What are words? According to Ward S. Miller “Words are the means to nearly all we are or hope to be on this planet.” Perhaps this is why we choose our words carefully and allow some words to disappear into a never-ending abyss. According to Jane A. Seymonds, “ Style is the use of right words in the right place.” In this modern world today we are all about fads and style. Words are just like fashions or hairstyles - once they lose their popularity, they die off. But “ the very future of mankind may depend upon the rectification of word habits” which is (PERHAPS?) why we rid this world of the words we do.

“Thou blind fool, love, what dost thou do to mine eyes.” Sonnet 137 Shakespeare

This enchanting line is musical because of the way the words are composed. But if Shakespeare were to have used what are now dead words we would see the poetic value of this line be lost to a fad. For example: “Thou blind fool, Storge, what dost thou do to mine wink-a-peeps.”

Ever heard of a wrinkle in time? Well, what if the word “wrinkle” is lost to the abyss of dead words and we now use ribble? It just doesn’t hold the same kind of eloquence that the word wrinkle does. 

Some words that have been lost were once used by the great writers of the past. Shakespeare in Love’s Labours Lost uses the word “welkin” to represent the evening sky. “… Who now hangeth like a jewel in the ear of coelo, the sky, the welkin, the heaven” (Holofernes Act 4-scene ii) (are you contradicting yourself?)

As well, Dylan Thomas used “dingle,” the word for a dell, in his poem “Fern Hill”: “ The night, above the dingle, starry…..” Words that are dead today once held the same value that we place on the words we use today. Possibly, today we suffer from the habit of belittling the words that were once great achievements to others or rather we suffer floccinaucinihilpilification. 
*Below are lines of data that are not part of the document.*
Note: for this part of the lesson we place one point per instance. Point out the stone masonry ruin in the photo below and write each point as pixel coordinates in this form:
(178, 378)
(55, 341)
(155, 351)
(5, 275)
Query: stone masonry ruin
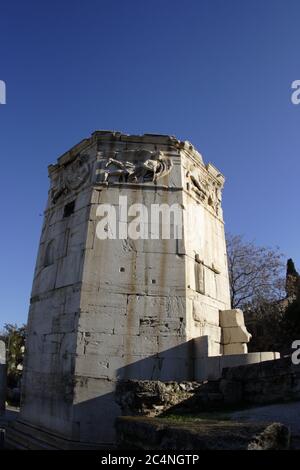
(104, 310)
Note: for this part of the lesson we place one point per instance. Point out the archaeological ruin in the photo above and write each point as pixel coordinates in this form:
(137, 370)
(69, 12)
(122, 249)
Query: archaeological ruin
(109, 309)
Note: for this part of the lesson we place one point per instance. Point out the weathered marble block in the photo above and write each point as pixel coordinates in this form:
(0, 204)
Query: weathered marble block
(103, 309)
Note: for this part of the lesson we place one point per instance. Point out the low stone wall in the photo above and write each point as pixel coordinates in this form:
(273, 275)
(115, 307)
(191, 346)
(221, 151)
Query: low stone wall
(265, 382)
(159, 434)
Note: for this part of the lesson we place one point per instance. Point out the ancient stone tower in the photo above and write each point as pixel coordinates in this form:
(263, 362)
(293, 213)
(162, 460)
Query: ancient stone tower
(104, 309)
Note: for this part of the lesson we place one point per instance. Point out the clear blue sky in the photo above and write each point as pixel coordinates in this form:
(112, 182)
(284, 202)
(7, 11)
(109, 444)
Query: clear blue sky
(215, 72)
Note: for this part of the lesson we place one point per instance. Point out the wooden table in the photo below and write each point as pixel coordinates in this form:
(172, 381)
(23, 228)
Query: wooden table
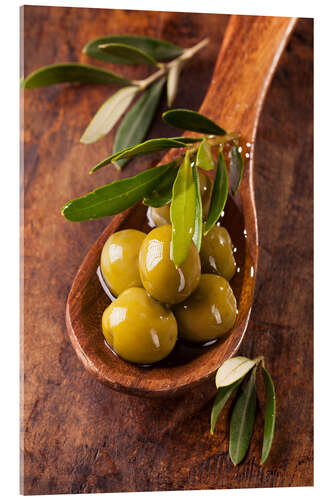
(79, 436)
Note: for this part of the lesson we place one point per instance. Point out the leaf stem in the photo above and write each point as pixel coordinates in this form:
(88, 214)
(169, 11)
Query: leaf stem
(165, 68)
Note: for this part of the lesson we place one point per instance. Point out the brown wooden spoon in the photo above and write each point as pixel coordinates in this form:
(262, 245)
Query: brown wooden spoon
(248, 56)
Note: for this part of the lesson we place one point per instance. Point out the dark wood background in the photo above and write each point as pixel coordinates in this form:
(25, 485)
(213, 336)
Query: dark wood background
(79, 436)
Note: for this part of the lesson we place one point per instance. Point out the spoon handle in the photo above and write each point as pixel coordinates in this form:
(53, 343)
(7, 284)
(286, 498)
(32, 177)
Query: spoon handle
(248, 57)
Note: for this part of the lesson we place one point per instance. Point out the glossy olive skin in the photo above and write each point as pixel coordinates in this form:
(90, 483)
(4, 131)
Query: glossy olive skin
(216, 253)
(209, 312)
(138, 328)
(161, 215)
(119, 260)
(159, 275)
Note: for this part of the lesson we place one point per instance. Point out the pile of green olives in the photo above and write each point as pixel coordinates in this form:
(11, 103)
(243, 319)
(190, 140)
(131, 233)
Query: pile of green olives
(156, 302)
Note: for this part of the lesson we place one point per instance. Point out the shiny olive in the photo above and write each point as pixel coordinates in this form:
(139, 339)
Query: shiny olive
(161, 215)
(138, 328)
(159, 275)
(209, 312)
(119, 260)
(216, 253)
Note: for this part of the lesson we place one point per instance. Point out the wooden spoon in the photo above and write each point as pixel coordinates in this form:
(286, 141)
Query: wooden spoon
(248, 56)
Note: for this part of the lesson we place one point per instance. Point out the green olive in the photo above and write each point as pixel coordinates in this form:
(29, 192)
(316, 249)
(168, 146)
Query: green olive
(159, 275)
(119, 260)
(138, 328)
(216, 253)
(209, 312)
(161, 215)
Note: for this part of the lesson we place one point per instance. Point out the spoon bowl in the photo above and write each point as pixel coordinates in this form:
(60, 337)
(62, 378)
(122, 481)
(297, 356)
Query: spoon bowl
(248, 57)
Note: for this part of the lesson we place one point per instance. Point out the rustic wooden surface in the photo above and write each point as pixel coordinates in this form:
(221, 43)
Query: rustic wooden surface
(79, 436)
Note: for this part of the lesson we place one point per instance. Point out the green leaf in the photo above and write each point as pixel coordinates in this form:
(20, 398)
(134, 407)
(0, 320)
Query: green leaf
(197, 237)
(182, 211)
(242, 421)
(72, 72)
(135, 124)
(232, 370)
(162, 194)
(128, 53)
(108, 114)
(172, 83)
(205, 158)
(236, 169)
(222, 396)
(150, 146)
(187, 119)
(269, 416)
(115, 197)
(219, 194)
(157, 49)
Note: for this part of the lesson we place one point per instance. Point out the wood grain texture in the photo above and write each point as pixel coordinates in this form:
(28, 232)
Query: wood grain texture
(79, 436)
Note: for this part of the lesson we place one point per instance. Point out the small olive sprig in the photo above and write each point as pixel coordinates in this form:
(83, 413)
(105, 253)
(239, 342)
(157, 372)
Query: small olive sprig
(176, 182)
(167, 58)
(229, 378)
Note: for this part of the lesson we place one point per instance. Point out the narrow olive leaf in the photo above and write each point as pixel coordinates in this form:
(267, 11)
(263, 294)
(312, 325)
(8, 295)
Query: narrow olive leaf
(182, 211)
(187, 119)
(242, 421)
(157, 49)
(186, 140)
(197, 236)
(71, 72)
(222, 396)
(205, 158)
(269, 416)
(232, 370)
(134, 126)
(150, 146)
(115, 197)
(219, 194)
(172, 83)
(162, 194)
(108, 114)
(128, 53)
(236, 169)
Emily Dickinson said, “A word is dead when it is said some say./ I say it just begins to live that day.” The truth is words have a life span like people. Some live an eternity while others have their fifteen minutes of fame and then drift away to oblivion. The object is to taste all the words you can (even the lost ones) so that you can deem what words are an adlubescence or to the ear pleasure and what words dretch or torment our ears. We write the words the whole world sings, so reach into the abyss and drag out the worthy and bury the unworthy deeper.